Reports of the demise of DVD are exaggerated if one goes by the assessment of Eric Wold, media specialist at investment bank B. Riley & Co. Taking a hard look at the profitability of various content distribution roads to market, Wold cautions investors that the DVD market is far from moribond, projecting that the physical rental market will generate around $5.3 billion in revenues this year.
"We continue to believe there is a large group of consumers that prefer and will continue to prefer renting DVDs or Blu-ray Discs for a number of understandable reasons: the large cost differential between DVDs and VOD, a lack of appropriate broadband access or a desire for the better quality and enhanced content of Blu-ray vs. downloads (i.e., alternative endings, additional features, etc.)," Wold wrote in a note to investors.

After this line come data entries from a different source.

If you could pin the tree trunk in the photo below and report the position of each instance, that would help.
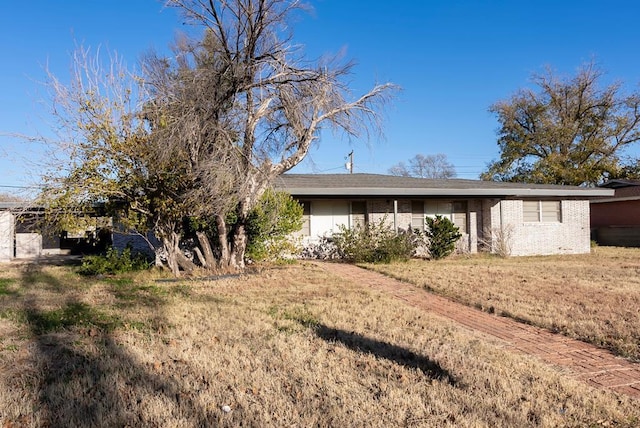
(239, 246)
(170, 241)
(225, 255)
(209, 259)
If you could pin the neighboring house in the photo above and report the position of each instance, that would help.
(19, 239)
(529, 219)
(615, 220)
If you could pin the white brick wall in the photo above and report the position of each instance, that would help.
(570, 236)
(6, 236)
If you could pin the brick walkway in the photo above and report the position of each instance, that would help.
(586, 362)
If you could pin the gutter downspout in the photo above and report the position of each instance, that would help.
(395, 215)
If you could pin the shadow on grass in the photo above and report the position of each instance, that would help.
(396, 354)
(86, 378)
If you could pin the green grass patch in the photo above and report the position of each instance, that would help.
(5, 287)
(289, 320)
(76, 314)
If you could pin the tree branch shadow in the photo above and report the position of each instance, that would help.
(396, 354)
(85, 377)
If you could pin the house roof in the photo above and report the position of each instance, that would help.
(377, 185)
(625, 190)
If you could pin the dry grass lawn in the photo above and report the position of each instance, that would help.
(593, 297)
(289, 346)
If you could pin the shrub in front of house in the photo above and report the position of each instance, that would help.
(270, 225)
(114, 262)
(374, 242)
(441, 236)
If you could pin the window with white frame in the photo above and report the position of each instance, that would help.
(358, 213)
(306, 218)
(417, 215)
(541, 211)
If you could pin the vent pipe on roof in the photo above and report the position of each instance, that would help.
(349, 165)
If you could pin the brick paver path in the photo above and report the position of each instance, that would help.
(589, 363)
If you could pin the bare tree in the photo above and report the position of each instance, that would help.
(434, 166)
(261, 108)
(571, 131)
(211, 126)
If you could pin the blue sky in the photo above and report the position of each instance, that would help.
(453, 59)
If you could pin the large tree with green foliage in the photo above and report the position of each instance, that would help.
(570, 131)
(206, 130)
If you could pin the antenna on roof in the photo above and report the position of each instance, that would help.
(349, 164)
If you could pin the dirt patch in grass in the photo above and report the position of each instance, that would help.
(293, 346)
(593, 297)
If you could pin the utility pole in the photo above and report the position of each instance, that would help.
(349, 164)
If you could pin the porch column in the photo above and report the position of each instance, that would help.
(7, 232)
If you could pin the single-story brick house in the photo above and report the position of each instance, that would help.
(531, 219)
(615, 220)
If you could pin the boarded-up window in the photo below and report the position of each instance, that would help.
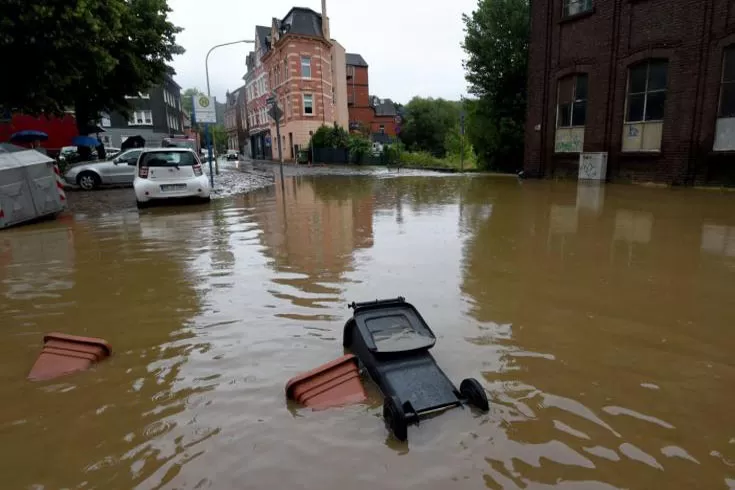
(727, 97)
(571, 113)
(725, 130)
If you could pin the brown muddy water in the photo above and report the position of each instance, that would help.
(600, 321)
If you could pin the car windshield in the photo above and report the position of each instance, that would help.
(178, 143)
(168, 159)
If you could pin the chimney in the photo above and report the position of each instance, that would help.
(325, 21)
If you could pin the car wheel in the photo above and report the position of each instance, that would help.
(88, 181)
(395, 418)
(474, 393)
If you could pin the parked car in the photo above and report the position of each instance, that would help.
(169, 174)
(117, 171)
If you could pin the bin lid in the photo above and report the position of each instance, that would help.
(15, 158)
(394, 328)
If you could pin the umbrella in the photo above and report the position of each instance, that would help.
(133, 142)
(85, 141)
(28, 136)
(8, 148)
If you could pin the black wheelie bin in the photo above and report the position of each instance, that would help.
(392, 341)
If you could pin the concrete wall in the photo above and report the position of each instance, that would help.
(339, 76)
(604, 43)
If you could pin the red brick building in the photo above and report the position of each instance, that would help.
(301, 67)
(377, 114)
(650, 82)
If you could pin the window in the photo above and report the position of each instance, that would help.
(140, 118)
(571, 113)
(308, 104)
(306, 67)
(574, 7)
(645, 102)
(726, 112)
(130, 157)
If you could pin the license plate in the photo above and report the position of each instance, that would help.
(173, 187)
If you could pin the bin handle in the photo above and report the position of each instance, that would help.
(354, 305)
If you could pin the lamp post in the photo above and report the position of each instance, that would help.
(208, 127)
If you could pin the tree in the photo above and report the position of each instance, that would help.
(426, 123)
(85, 54)
(455, 144)
(496, 42)
(187, 103)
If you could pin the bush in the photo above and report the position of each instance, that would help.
(330, 137)
(359, 147)
(424, 159)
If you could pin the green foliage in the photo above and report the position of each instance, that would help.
(330, 137)
(496, 42)
(426, 123)
(393, 152)
(86, 54)
(423, 159)
(455, 143)
(359, 146)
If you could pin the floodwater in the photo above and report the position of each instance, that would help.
(600, 321)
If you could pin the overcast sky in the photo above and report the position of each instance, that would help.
(412, 46)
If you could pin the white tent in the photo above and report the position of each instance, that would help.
(28, 186)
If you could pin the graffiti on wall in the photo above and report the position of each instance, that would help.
(569, 140)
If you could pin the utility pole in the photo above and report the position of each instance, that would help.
(275, 112)
(461, 140)
(208, 127)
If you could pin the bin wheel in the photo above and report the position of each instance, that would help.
(395, 418)
(88, 181)
(475, 394)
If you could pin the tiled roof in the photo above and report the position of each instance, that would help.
(355, 59)
(303, 21)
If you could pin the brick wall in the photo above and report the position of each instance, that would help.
(290, 90)
(358, 91)
(690, 34)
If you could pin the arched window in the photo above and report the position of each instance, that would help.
(644, 105)
(725, 130)
(571, 113)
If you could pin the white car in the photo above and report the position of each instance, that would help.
(169, 173)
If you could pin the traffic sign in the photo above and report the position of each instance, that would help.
(205, 110)
(275, 112)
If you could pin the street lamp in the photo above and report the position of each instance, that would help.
(209, 95)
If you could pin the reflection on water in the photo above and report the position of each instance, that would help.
(599, 319)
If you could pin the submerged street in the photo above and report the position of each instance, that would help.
(598, 319)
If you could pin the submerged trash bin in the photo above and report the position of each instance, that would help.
(64, 354)
(30, 186)
(333, 384)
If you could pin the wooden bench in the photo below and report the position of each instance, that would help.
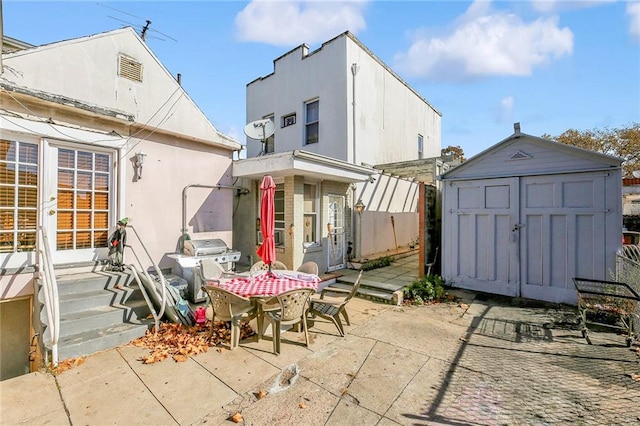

The analyst points out that Redbox currently is the dominant player in large part because, unlike Netflix's disc-by-mail service, Redbox customers obtain their disc immediately off the vending machine. "We believe the ability to get same-day discs at the kiosk (vs. waiting a day for Netflix delivery), along with the addition of unlimited streaming content could prove to be a motivating factor to get Netflix subscribers to cancel," Wold wrote.
A B. Riley & Co research estimates that $1 billion in revenue will come from high street video stores in 2013, with kiosks and mail-order disc services splitting $4.3 billion in revenue. According to L.A. Biz that reports the data, the research projects that "by 2017, video store revenue will drop to about $500 million in revenue, $1 billion for by-mail rentals, and $3.25 billion the remaining revenue generated by kiosks, primarily Redbox."
Wold is quoted as saying that Redbox "has the potential to gain 50% of the displaced rental transactions as physical stores close."